Der Traum der Öko-Obstbauern, so mittelfristig auf eine direkte Regulierung von Pilzkrankheiten verzichten zu können, war jedoch nur von kurzer Dauer: Eine neue Pilzkrankheit etablierte sich, die Regenfleckenkrankheit. Diese machte wiederum direkte Maßnahmen notwendig. Bald wurde auch diskutiert, dass zumindest große Schorfinfektionen abgedeckt werden sollten, um einen Resistenzdurchbruch (erste Einzelfälle auf Praxisbetrieben wurden 1999 entdeckt) zu verzögern oder zu verhindern. Anfang 2000 traten an Topaz verstärkt Kragenfäulesymptome auf, sodass in den großen Topazanbauregionen (v.a.Bodensee) „Katerstimmung“ drohte.

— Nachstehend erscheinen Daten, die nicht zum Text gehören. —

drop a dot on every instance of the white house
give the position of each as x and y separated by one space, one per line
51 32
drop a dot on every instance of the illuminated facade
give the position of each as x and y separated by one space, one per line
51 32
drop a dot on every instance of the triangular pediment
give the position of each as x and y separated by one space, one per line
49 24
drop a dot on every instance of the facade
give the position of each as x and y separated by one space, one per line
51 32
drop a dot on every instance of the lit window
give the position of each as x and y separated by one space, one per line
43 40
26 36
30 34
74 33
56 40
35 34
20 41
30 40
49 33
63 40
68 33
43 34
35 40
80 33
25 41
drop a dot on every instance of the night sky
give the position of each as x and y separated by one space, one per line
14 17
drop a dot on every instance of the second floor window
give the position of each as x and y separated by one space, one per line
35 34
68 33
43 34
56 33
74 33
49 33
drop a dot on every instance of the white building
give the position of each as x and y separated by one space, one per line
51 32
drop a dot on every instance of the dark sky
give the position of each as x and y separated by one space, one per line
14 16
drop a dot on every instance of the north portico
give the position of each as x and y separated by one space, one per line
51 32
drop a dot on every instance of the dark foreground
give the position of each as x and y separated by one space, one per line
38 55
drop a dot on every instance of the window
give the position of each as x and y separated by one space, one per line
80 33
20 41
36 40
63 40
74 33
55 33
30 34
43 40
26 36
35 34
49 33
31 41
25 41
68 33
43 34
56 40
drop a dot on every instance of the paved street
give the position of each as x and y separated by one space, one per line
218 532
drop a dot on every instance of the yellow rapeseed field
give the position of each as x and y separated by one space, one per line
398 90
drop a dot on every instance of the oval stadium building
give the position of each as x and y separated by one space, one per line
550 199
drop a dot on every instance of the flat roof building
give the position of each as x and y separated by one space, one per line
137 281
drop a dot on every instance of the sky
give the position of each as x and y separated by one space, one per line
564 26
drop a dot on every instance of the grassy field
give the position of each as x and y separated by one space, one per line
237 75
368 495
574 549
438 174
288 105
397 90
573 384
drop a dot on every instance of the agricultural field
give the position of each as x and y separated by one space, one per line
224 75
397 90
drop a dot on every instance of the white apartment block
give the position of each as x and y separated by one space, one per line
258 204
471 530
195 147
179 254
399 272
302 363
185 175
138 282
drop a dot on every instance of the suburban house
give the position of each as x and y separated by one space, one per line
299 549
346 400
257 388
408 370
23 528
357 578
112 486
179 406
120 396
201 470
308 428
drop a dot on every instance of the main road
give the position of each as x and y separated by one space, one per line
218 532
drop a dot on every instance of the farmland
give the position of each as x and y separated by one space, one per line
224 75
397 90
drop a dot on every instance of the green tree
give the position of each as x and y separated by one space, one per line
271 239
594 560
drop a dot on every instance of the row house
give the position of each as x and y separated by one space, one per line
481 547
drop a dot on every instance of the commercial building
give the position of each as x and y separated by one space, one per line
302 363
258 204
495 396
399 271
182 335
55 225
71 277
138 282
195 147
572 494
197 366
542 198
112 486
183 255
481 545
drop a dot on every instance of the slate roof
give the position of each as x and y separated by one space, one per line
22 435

Ein Behandlungsmanagement (Kupferstammanstrich) für Altanlagen und vor allem die Umstellung beim Pflanzgut auf Topaz mit Zwischenstammveredelungen haben das Problem bis heute weitestgehend gelöst. In 2011 trat nochmals eine neue Krankheit auf: Die Marssonina-Blattfallkrankheit. Seit dem Jahr 2010 traten mit unterschiedlichen Intensitäten in allen Regionen Schorfdurchbrüche an „resistenten“ Sorten auf. In Expertenrunden hat man sich deshalb auf den Begriff der „schowi-Sorten“ verständigt.